It’s a less radical version of blockchain because banks and other established firms control who gets to use it. Only J.P. Morgan clients who have been vetted for regulatory reasons will be able to transact with JPM Coin, for instance. Even there, Bessant has her doubts.
“I will be curious to see what the actual volume of usage is on the JPM Coin in a year,” she said.
Others see more potential for blockchain, especially for areas like trade finance. Blockchain will begin to have an effect there in three to five years, Joyce Chang, J.P. Morgan’s chair of global research, said in a Jan. 24 research note.

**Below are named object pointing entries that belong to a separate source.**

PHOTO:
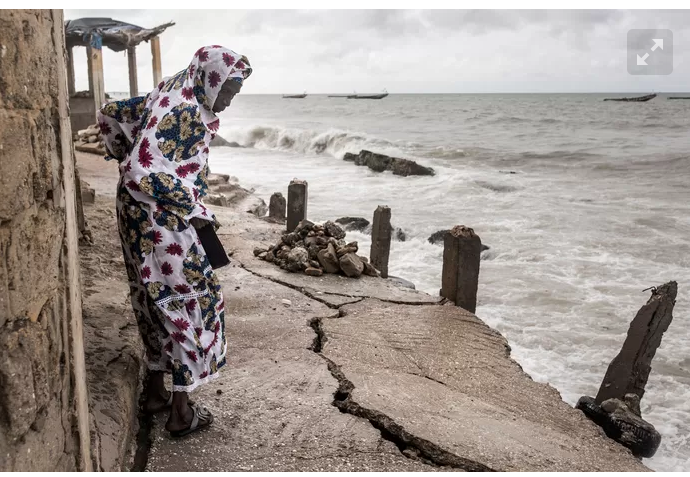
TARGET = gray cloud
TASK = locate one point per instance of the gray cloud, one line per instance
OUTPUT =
(409, 50)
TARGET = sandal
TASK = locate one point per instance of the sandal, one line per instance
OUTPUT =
(164, 407)
(202, 419)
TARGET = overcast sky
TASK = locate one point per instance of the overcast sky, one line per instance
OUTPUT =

During the wide-ranging interview, Bessant also talked about the bank’s efforts to retrain its 95,000 technology workers. Last year, she dispatched executives to Google, Oracle and IBM to understand how those firms train their employees in new skills. The bank formed internal universities with more than 80,000 courses to help its workers stay relevant.
Bessant also addressed the so-called techlash against companies like Facebook and Google, in part because of high-profile scandals involving the use of customer data.
Lenders are more heavily regulated than technology companies in the U.S., and Bank of America is working to protect customers at the moment financial transactions happen with more robust authentication methods, she said. That will help prevent fraud even if users’ private data has been stolen, she added.
“We’ve all, as a society, given up data far in advance of knowing how it was going to be used,” Bessant said. “Regulation will come to other sectors. I believe the need is there. I believe that consumers and users will demand it.”